The Niominka people (also called Niuminka or Nyominka) are an ethnic group in Senegal living on the islands of the Saloum River delta. They are currently classified as a subgroup of the Serer.

The territory of the Niominka is called the Gandoul. Most of the Niominka live in its eleven large villages, which include Niodior, Dionewar, and Falia. They represent a little less than 1% of the population of Senegal.

Being island-dwellers, they participate in both agriculture and aquaculture. The primary agricultural produce is made up of rice, millet, and peanuts. As for the aquaculture, the men fish and the women gather shellfish, although environmental problems have become an aquacultural threat.

The Niominka are also beginning to look into tourism.

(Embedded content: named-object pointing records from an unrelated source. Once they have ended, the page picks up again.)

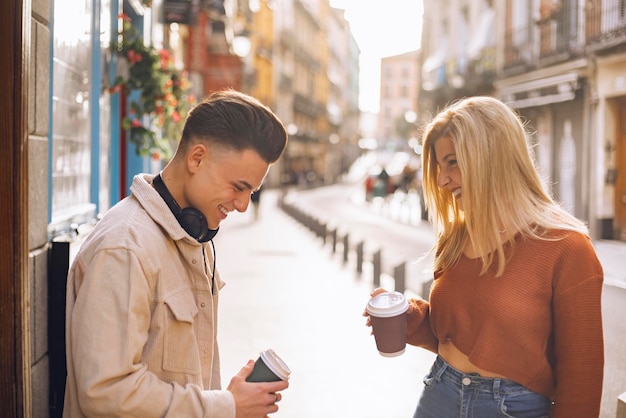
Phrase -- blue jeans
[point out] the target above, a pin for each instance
(450, 393)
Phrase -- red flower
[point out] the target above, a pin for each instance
(133, 57)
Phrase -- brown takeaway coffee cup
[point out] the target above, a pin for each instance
(269, 368)
(387, 313)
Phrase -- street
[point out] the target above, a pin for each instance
(403, 236)
(285, 290)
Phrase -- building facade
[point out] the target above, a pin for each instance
(399, 88)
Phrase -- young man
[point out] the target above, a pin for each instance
(142, 292)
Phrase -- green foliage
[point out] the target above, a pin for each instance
(159, 92)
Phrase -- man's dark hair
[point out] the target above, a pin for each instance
(235, 120)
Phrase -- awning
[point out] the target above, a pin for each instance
(542, 91)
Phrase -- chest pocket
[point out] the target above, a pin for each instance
(180, 350)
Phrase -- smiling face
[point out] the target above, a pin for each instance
(222, 181)
(449, 176)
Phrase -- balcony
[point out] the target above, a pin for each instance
(605, 25)
(560, 37)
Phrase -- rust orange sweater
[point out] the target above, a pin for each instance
(539, 324)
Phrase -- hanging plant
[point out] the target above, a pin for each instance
(159, 93)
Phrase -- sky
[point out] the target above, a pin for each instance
(381, 29)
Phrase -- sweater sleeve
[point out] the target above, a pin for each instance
(578, 335)
(418, 328)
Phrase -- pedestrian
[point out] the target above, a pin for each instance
(256, 203)
(143, 290)
(514, 312)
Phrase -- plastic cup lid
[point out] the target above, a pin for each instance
(275, 364)
(387, 304)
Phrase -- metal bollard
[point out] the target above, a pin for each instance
(376, 267)
(399, 275)
(359, 257)
(621, 406)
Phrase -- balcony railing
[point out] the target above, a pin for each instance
(559, 32)
(605, 22)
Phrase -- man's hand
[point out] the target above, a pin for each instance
(252, 399)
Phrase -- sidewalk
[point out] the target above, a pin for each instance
(612, 253)
(286, 291)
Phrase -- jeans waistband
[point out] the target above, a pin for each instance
(441, 369)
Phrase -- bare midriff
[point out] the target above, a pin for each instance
(455, 358)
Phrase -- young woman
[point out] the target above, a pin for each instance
(514, 312)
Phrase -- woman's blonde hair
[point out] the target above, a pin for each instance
(499, 181)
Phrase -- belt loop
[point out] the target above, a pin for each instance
(441, 370)
(496, 388)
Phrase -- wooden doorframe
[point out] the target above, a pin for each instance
(620, 164)
(15, 353)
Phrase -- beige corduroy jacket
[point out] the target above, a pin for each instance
(141, 318)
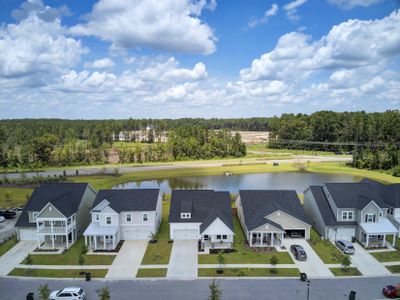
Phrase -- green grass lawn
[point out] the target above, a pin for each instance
(250, 272)
(160, 252)
(63, 273)
(143, 273)
(244, 254)
(7, 245)
(18, 196)
(328, 253)
(71, 257)
(348, 272)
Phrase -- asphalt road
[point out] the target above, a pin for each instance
(126, 169)
(243, 289)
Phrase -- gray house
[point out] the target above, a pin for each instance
(56, 214)
(347, 210)
(268, 216)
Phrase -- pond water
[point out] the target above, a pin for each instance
(284, 180)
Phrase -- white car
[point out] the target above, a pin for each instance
(70, 293)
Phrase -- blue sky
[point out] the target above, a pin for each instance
(179, 58)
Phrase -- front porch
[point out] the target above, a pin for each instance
(373, 235)
(266, 239)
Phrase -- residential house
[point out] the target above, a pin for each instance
(123, 214)
(203, 215)
(349, 210)
(56, 214)
(269, 216)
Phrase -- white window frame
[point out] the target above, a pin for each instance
(346, 215)
(130, 216)
(145, 215)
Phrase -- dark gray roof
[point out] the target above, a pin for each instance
(129, 199)
(206, 206)
(257, 204)
(66, 197)
(390, 193)
(354, 195)
(325, 209)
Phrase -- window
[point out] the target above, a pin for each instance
(369, 218)
(347, 215)
(129, 217)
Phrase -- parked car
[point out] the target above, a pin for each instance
(69, 293)
(391, 291)
(298, 252)
(345, 246)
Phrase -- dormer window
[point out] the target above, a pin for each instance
(186, 215)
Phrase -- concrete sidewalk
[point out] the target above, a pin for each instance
(15, 255)
(128, 260)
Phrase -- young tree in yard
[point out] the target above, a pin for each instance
(44, 292)
(104, 294)
(346, 262)
(215, 292)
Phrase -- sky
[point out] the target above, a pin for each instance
(115, 59)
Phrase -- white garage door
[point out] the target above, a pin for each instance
(341, 234)
(185, 234)
(135, 234)
(27, 235)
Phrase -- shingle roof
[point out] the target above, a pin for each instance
(257, 204)
(325, 209)
(206, 206)
(129, 199)
(66, 197)
(354, 195)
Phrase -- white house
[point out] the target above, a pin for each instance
(268, 216)
(202, 215)
(123, 214)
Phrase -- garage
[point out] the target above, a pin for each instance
(342, 233)
(295, 233)
(185, 234)
(135, 234)
(27, 234)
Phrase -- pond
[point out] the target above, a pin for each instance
(298, 181)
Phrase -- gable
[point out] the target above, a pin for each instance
(286, 221)
(50, 211)
(217, 227)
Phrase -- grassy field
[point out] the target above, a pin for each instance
(250, 272)
(345, 272)
(328, 253)
(18, 196)
(63, 273)
(143, 273)
(159, 252)
(244, 254)
(7, 246)
(71, 257)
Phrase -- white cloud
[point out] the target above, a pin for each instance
(269, 13)
(104, 63)
(172, 25)
(348, 4)
(36, 49)
(291, 9)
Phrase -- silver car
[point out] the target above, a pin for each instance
(345, 246)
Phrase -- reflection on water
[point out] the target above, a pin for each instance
(285, 180)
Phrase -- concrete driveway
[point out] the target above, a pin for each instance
(313, 266)
(15, 255)
(366, 263)
(183, 261)
(128, 260)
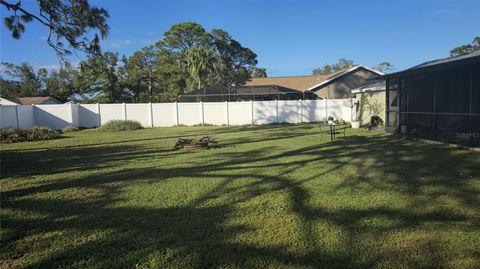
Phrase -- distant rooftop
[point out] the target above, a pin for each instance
(441, 63)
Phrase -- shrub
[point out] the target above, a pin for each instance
(69, 129)
(41, 133)
(9, 135)
(120, 125)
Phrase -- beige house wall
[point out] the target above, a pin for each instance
(343, 86)
(371, 104)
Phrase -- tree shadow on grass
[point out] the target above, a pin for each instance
(198, 234)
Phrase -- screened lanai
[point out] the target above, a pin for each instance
(437, 100)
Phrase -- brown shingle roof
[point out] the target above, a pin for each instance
(301, 83)
(30, 100)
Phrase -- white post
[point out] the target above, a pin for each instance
(301, 110)
(16, 115)
(276, 110)
(326, 109)
(227, 120)
(202, 118)
(70, 113)
(251, 113)
(150, 114)
(99, 115)
(176, 114)
(34, 115)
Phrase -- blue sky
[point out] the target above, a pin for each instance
(290, 38)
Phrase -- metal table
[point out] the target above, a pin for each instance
(333, 130)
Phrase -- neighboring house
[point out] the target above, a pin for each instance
(242, 93)
(47, 100)
(438, 100)
(337, 85)
(371, 99)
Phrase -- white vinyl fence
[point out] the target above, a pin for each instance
(172, 114)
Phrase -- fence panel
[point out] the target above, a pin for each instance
(189, 114)
(140, 113)
(8, 116)
(314, 110)
(239, 113)
(215, 113)
(53, 116)
(290, 111)
(110, 112)
(265, 112)
(337, 110)
(26, 117)
(164, 115)
(88, 115)
(171, 114)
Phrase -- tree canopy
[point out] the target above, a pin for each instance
(185, 59)
(342, 64)
(466, 49)
(69, 23)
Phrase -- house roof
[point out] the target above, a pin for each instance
(375, 86)
(31, 100)
(473, 57)
(241, 90)
(299, 83)
(306, 83)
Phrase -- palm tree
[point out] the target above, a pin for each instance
(199, 62)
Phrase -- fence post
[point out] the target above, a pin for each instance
(34, 115)
(16, 115)
(251, 113)
(326, 109)
(227, 120)
(99, 115)
(202, 118)
(150, 114)
(301, 110)
(276, 110)
(176, 114)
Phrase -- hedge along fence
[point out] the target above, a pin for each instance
(172, 114)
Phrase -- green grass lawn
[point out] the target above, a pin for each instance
(276, 196)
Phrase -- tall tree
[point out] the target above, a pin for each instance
(60, 83)
(200, 62)
(466, 49)
(99, 76)
(24, 80)
(342, 64)
(236, 59)
(68, 21)
(142, 74)
(183, 36)
(258, 72)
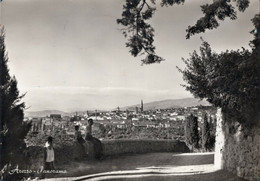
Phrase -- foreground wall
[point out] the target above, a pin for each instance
(66, 153)
(116, 147)
(237, 148)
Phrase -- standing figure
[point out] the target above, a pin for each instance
(49, 155)
(96, 142)
(80, 140)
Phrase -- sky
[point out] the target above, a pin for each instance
(70, 55)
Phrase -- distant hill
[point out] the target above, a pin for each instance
(170, 103)
(44, 113)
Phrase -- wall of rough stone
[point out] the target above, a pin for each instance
(237, 148)
(116, 147)
(67, 153)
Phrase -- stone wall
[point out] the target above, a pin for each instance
(116, 147)
(237, 148)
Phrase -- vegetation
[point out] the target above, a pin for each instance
(229, 80)
(13, 129)
(192, 137)
(137, 13)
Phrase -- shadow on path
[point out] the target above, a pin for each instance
(150, 166)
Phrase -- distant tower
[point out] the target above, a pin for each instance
(142, 106)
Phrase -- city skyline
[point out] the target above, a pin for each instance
(70, 55)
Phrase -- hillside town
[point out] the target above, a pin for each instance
(116, 124)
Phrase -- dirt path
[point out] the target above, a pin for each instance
(151, 166)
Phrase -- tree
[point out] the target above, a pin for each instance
(206, 137)
(137, 13)
(229, 80)
(191, 132)
(11, 113)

The origins of the Niominka are obscure and uncertain. Although currently classified together with the Serer people, their name is drawn from Mandinka, meaning "coastal people" (Niumi = coast, and Nka = men), and were known to have been ruled by a mansa (Mandinka for "king"), suggesting they might have originally been either a Mandinka people that were later "Sererized" by migrants from the north, or conversely, a Serer people that were for some time "Mandinkized" by their neighbors from the south. They were overlooked in the process of the "organization" of the Sine and Saloum kingdoms via the Mandinka Guelowar dynasty in the 14th century. Theories suggest they were originally neither Serer nor Mandinka, but an altogether different people, probably related to the Jola people and speakers of Bak language that inhabited the banks of the Gambia river, until they were pushed from below by the migration of Mandinka from the south and east in the 13th century, only to hit the barrier of migrating Serer people from the north, and as a result ended up squeezed into a corner of the delta, south of the Saloum River. A supplementary theory suggests they were not a distinctive people, but rather just a disparate collection of indeterminate aboriginal riverine inhabitants and migrants, refugees and fugitives from neighboring Mandinka and Serer states that flocked to that relatively inaccessible and ungoverned delta corner, and eked out a largely independent existence.